Search by keywords or author
• High Power Laser Science and Engineering
• Vol. 8, Issue 4, 04000e38 (2020)
Obulkasim Olugh1、2, Zi-Liang Li3, and Bai-Song Xie1、4、*
Author Affiliations
• 1Key Laboratory of Beam Technology of the Ministry of Education, and College of Nuclear Science and Technology, Beijing Normal University, Beijing100875, China
• 2Xinjiang Police College, Urumqi830011, China
• 3School of Science, China University of Mining and Technology, Beijing100083, China
• 4Beijing Radiation Center, Beijing100875, China
• show less

Abstract

Using the Dirac–Heisenberg–Wigner formalism, effects of the asymmetric pulse shape on the generation of electron-positron pairs in three typical polarized fields, i.e., linear, middle elliptical and circular fields, are investigated. Two kinds of asymmetries for the falling pulse length, short and elongated, are studied. We find that the interference effect disappears with the shorter pulse length and that the peak value of the momentum spectrum is concentrated in the center of the momentum space. In the case of the extending falling pulse length, a multiring structure without interference appears in the momentum spectrum. Research results show that the momentum spectrum is very sensitive to the asymmetry of the pulse as well as to the polarization of the fields. We also find that the number density of electron-positron pairs under different polarizations is sensitive to the asymmetry of the electric field. For the short falling pulse, the number density can be significantly enhanced by over two orders of magnitude.
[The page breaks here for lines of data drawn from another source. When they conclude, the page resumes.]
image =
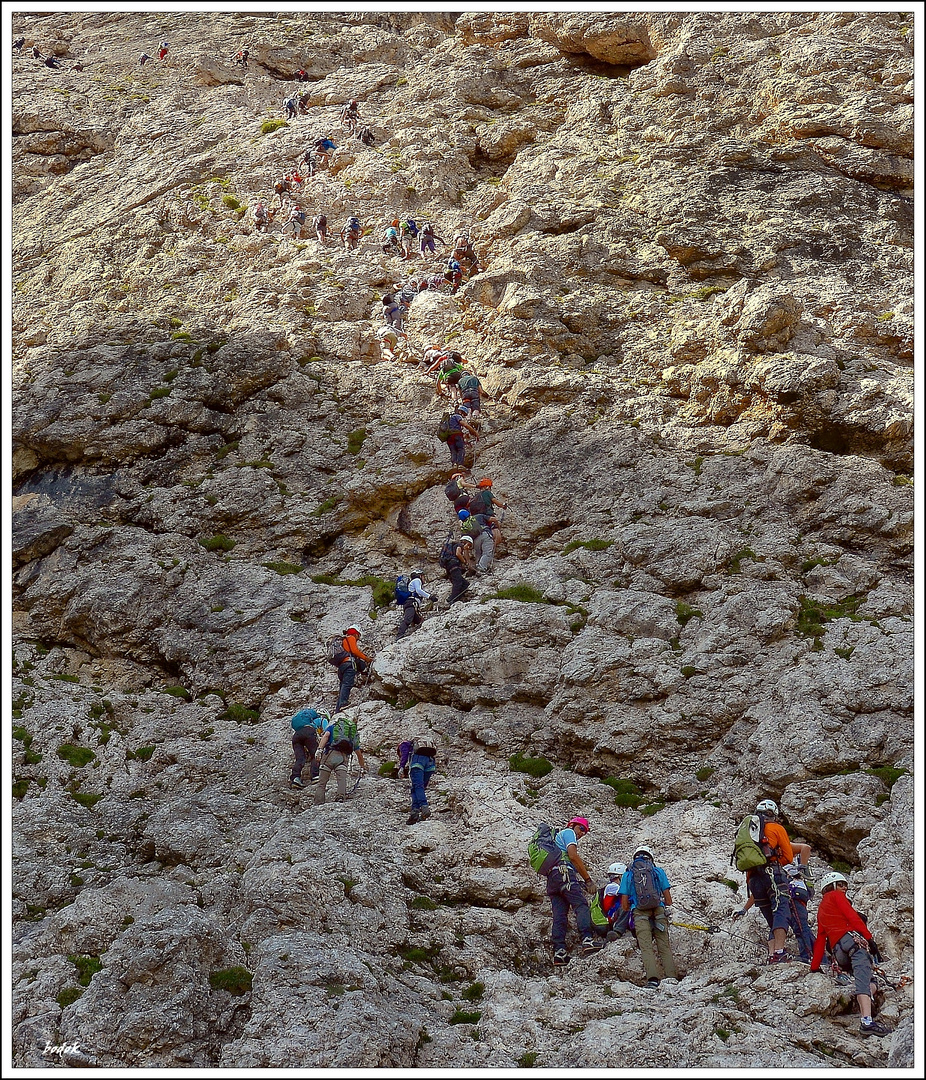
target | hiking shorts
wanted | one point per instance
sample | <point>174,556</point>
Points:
<point>849,954</point>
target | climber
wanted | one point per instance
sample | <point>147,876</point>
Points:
<point>308,726</point>
<point>297,219</point>
<point>453,274</point>
<point>841,929</point>
<point>350,233</point>
<point>565,891</point>
<point>608,917</point>
<point>416,759</point>
<point>485,501</point>
<point>410,592</point>
<point>456,440</point>
<point>390,240</point>
<point>349,660</point>
<point>464,253</point>
<point>427,238</point>
<point>392,311</point>
<point>645,891</point>
<point>350,116</point>
<point>455,491</point>
<point>455,555</point>
<point>470,390</point>
<point>339,741</point>
<point>800,892</point>
<point>768,885</point>
<point>389,341</point>
<point>450,368</point>
<point>323,147</point>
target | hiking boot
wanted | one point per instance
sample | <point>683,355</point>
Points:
<point>875,1027</point>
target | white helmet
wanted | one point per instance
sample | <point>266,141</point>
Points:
<point>831,879</point>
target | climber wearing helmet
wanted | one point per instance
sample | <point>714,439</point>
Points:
<point>350,116</point>
<point>352,662</point>
<point>456,442</point>
<point>308,727</point>
<point>645,891</point>
<point>565,891</point>
<point>841,929</point>
<point>768,885</point>
<point>608,918</point>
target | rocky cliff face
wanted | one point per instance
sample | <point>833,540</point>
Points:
<point>695,323</point>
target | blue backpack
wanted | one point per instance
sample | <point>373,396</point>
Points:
<point>648,893</point>
<point>403,593</point>
<point>308,717</point>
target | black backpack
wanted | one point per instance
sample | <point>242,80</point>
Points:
<point>444,428</point>
<point>648,893</point>
<point>447,559</point>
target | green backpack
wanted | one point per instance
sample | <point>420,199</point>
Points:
<point>599,918</point>
<point>542,851</point>
<point>747,848</point>
<point>344,736</point>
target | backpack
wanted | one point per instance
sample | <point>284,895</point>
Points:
<point>403,594</point>
<point>648,893</point>
<point>596,909</point>
<point>343,734</point>
<point>747,848</point>
<point>337,653</point>
<point>472,526</point>
<point>542,852</point>
<point>306,717</point>
<point>447,559</point>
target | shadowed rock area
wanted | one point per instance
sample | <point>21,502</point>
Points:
<point>694,326</point>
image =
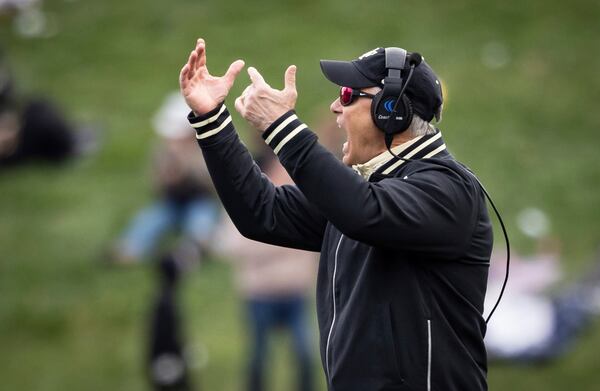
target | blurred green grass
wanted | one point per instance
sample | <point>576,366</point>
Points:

These results could be useful in planning high-power and/or high-intensity laser experiments.

1 Introduction

In intense electromagnetic fields the vacuum state is unstable and spontaneously generates electron-positron ( ${e}^{-}{e}^{+}$ ) pairs. This is known as the Schwinger effect, which is one of the highly nontrivial predictions in quantum electrodynamics (QED)[13]. Because of the tunneling nature of the Schwinger effect, this interesting phenomenon is exponentially suppressed and the pair production rate is proportional to $\exp \left(-\pi {E}_{\mathrm{cr}}/E\right)$ , where the corresponding Schwinger critical field strength ${E}_{\mathrm{cr}}={m}_e^2{c}^3/e\mathrm{\hslash}=1.3\times {10}^{18}\ \mathrm{V}/\mathrm{m}$ . The associated laser intensity, e.g., $I=4.3\times {10}^{29}$ W/cm2, is too high and beyond current technological possibilities. Its detection has therefore remained a challenge for many decades[4]. However, current advances in high-power laser technology[57] and forthcoming experimental facilities (for example, the Extreme Light Infrastructure, the Exawatt Center for Extreme Light Studies, and the Station of Extreme Light at the Shanghai Coherent Light Source) have led to the hope of QED predictions entering the realm of observation. On the other hand, using X-ray free-electron laser facilities can in principle yield a strong field at about $E=0.1{E}_{\mathrm{cr}}=1.3\times {10}^{17}\ \mathrm{V}/\mathrm{m}$ [8] and drive interest in studying pair production under super strong fields.